Le cabo paraissait en effet éprouver la plus forte envie de s’en aller, mais déjà deux hommes gardaient la seule issue par laquelle il pût s’échapper. À l’aspect de la porte ainsi défendue, le brigadier pâlit.

— Eh bien ! mon pauvre José Maria, dit don Faustino d’un ton railleur, je n’étais donc ce matin ni à la barranca del Salto, ni au village de Zapotlanejo, où tu me cherchais avec tant d’empressement, et tes épaulettes d’alférez se feront encore attendre quelques jours.

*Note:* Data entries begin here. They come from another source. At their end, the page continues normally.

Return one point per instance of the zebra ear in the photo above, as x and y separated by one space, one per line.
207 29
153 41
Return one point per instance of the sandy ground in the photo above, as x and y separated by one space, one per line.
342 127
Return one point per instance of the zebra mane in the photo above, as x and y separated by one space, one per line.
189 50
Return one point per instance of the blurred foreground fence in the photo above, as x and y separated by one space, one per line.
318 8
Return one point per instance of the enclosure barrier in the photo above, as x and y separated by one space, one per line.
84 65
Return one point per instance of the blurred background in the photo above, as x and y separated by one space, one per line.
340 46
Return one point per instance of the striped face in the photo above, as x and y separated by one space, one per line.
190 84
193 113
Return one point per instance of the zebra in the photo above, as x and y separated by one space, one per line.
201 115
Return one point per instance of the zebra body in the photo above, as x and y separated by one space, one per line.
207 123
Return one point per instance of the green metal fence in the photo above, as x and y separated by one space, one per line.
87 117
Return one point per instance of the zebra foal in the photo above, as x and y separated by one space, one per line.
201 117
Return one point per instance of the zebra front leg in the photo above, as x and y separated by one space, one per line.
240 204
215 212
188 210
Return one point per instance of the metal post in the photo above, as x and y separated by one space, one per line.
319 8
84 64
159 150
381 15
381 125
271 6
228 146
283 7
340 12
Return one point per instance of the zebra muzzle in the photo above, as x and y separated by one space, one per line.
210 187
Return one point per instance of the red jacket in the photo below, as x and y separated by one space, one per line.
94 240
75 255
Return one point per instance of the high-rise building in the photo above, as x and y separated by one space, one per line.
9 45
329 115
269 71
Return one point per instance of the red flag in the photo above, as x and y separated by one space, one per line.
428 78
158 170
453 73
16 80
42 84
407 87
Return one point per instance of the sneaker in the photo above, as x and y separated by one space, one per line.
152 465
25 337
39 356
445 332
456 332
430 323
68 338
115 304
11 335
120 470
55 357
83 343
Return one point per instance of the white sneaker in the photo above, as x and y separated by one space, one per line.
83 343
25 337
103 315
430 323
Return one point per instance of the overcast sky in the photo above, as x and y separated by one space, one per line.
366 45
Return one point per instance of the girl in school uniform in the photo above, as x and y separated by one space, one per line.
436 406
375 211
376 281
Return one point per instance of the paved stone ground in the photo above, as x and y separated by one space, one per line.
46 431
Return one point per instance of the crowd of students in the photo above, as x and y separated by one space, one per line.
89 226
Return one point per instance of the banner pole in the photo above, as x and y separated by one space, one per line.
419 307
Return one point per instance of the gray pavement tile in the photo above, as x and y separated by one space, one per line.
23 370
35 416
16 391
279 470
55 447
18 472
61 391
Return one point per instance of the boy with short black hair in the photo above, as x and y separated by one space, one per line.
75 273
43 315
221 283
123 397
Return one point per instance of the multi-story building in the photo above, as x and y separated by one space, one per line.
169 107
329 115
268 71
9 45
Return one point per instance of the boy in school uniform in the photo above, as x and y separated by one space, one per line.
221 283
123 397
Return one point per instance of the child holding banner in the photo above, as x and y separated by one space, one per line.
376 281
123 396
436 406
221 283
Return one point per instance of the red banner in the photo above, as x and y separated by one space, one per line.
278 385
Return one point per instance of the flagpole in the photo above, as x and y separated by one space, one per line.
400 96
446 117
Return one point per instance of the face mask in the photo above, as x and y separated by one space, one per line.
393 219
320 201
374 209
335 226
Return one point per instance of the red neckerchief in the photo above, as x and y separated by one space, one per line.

Ce jeune homme à la figure prévenante, aux manières courtoises, était-il le chef de voleurs que le cabo voulait couper en quatre quartiers ? Don Ruperto m’avait dit pourtant qu’Albino, le fils de son ancien camarade, avait une physionomie repoussante et féroce, qu’il était laid et mal bâti. On m’avait donc caché la vérité. Ce qui me semblait fort clair en tout cas, c’est qu’un des compagnons d’Albino avait attiré le dragon dans un piège en lui promettant de lui livrer son chef, que le cabo ne s’attendait pas à trouver si bien entouré.

— Ah !! mon cher ami, dit le dragon avec une aisance affectée, que je suis aise de te revoir ! mais tu ne me soupçonnes pas, j’aime à le croire, de l’infamie qu’on m’attribue ! J’étais inquiet… je craignais qu’il ne te fût arrivé malheur… c’eût été bien triste pour moi ! ajouta-t-il d’un ton pénétré.

— Je le crois bien, dit don Faustino, j’étais devenu si précieux pour toi… Mais j’ai une triste nouvelle à te donner, mon pauvre José Maria !

— Tu ne vas pas me faire assassiner, je pense ? s’écria le sous-officier, qui était devenu très pâle.

— A quoi bon ? — Canelo ! j’en suis tout heureux, et puisque tu es en bonne santé, mon bonheur est parfait… Adieu.